PARTNER COMMUNICATIONS COMPANY LTD.
 
(An Israeli Corporation)
 
NOTES TO CONSOLIDATED FINANCIAL STATEMENTS (continued)
 
NOTE 26 - TRANSACTIONS AND BALANCES WITH RELATED PARTIES (continued)

 
 
On May 22, 2012, the Company's Board of Directors, upon the recommendation and approval of its Compensation Committee and Audit Committee, adopted a retention plan for the CEO which will apply in case there is a change of control in the Company, as defined in the retention plan. According to the retention plan, the CEO will receive a retention bonus in an amount of NIS 1.8 million, provided that the CEO does not resign during the 12 month period after the completion of the change of control or his employment is terminated by the Company under circumstances other than those that would deny his lawful right to severance payments and advanced notice.
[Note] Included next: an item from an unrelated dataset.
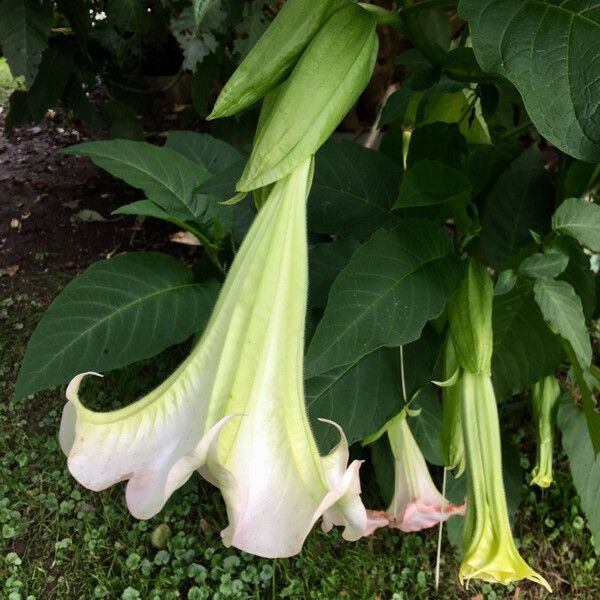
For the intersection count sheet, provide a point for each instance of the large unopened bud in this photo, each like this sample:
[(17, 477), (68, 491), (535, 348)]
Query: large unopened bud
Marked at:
[(471, 321), (324, 85)]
On December 29, 2013 the CEO notified the Company that he irrevocably waives any right to the said retention bonus.

NOTE 27 –EARNINGS PER SHARE

Following are data relating to the net income and the weighted average number of shares that were taken into account in computing the basic and diluted EPS:

   
Year ended December 31
 
   
2011
   
2012
   
2013
 
Profit used for the computation of  
                 
basic and diluted EPS (NIS in millions)
    443       478       135  
                         
Weighted average number of shares used 
                       
in computation of basic EPS (in thousands) 
    155,542       155,646       155,658  
                         
Add - net additional shares from assumed 
                       
exercise of employee stock options (in
      thousands)
    237       127       541  
                         
Weighted average number of shares used in 
                       
computation of diluted EPS (in thousands)
    155,779       155,773       156,199  
                         
Number of options not taken into account in computation of diluted earnings per share, because of their anti-dilutive effect (in thousands)
    5,889       6,156       5,378  

 
F - 86

 
 
PARTNER COMMUNICATIONS COMPANY LTD.
 
(An Israeli Corporation)
 
NOTES TO CONSOLIDATED FINANCIAL STATEMENTS (continued)
 
NOTE 28 – NETWORK SHARING AGREEMENT AND RIGHTS OF USE
 
On November 8, 2013 the Company and Hot Mobile Ltd. ("Hot Mobile") have entered into a 15-year network sharing agreement (“NSA”), which remains subject to approval by the Israeli regulatory authorities, including the Antitrust Authority. Pursuant to the NSA, the parties would create a 50-50 joint venture, which would operate and develop a radio access network to be shared by both companies starting with a pooling of both companies' radio access network infrastructures to create a single pooled radio access network (the "Shared Network").
 
According to the NSA, Hot Mobile will pay the Company a onetime amount, by the beginning of year 2017 (unless it will be paid earlier if either of the parties exercise their right to advance the payment), and afterwards each party will bear half of the capital expenditure relating to the  Shared Network. The bearing of the operating costs of the Shared Network will be according to a pre-determined mechanism, according to which one half of the operating costs will be shared equally by the parties, and one half will be divided according to the relative volume of traffic of each party in the Shared Network.
 
The Company and Hot Mobile entered into a separate Rights Of Use agreement which is valid until January 4, 2017 ("ROU"), under which the Company will provide services to Hot Mobile, in the form of rights of use to its cellular network in order to supplement Hot Mobile’s current network coverage. According to the ROU, Hot Mobile will pay the Company fixed base payments with additional variable payments based on traffic volume exceeding a defined threshold.